Selon Winnicott, pour que le jeune enfant puisse entrer en contact avec le monde en tant que personne, les fondations de son moi doivent trouver leurs assises dans une expérience très singulière: celle d’être capable d’être seul, en présence de sa mère qui est là pour lui. Si cette expérience est insuffisante, le développement de l’enfant s’en trouve affecté. Si elle est suffisante, elle permet à l’enfant d’acquérir progressivement la capacité d’affronter le monde et ses complexités. C’est l’un des aspects du processus d’individuation qui nous intéresse particulièrement dans notre travail. Cette étape de transition suppose que la mère, le père ou la gardienne qui représente les parents, sont là pour lui quand il a besoin d’eux, mais qu’ils lui permettent de prendre ses risques personnels dans la rencontre avec le monde extérieur.

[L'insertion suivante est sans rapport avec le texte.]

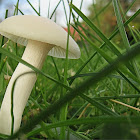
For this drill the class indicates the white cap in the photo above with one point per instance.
(23, 27)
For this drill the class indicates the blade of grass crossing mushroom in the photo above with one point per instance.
(77, 91)
(63, 114)
(33, 8)
(7, 53)
(55, 9)
(2, 39)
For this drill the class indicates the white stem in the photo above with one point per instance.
(35, 54)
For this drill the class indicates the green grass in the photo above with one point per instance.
(72, 98)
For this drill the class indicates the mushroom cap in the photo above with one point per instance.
(22, 28)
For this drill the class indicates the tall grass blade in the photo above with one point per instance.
(77, 91)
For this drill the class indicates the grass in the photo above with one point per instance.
(85, 97)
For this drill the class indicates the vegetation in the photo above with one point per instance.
(95, 97)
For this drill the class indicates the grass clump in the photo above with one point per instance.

Par ailleurs, Françoise Dolto nous enseigne que les enfants peuvent assumer, selon leur âge, des séparations de durées variables avec les personnes qu’elle appelle tutélaires. La fréquentation d’une garderie, par les contacts qu’elle offre avec d’autres petits, peut être enrichissante même pour un enfant très jeune, si elle ne constitue pas une rupture dans son sentiment d’être soi-même. Mais l’enfant qui pleure les premiers jours à la garderie souffre et cette souffrance est souvent banalisée, considérée comme incontournable. Par exemple, un enfant qui se comporte très sagement à la garderie puis qui devient un vrai diable à la maison (ou l’inverse), peut nous indiquer qu’il y a eu un ratage dans les premiers pas vers la vie en collectivité, une scission dans son être (ce qui pourrait mener à la constitution de ce que Winnicott a appelé une personnalité «comme si»).

C’est pourquoi La Maison buissonnière se considère comme un adjuvant utile pour tous les milieux de garde collectifs. Les enfants y sont préparés à fréquenter d’autres enfants et profitent donc mieux de ce qu’une garderie peut leur offrir.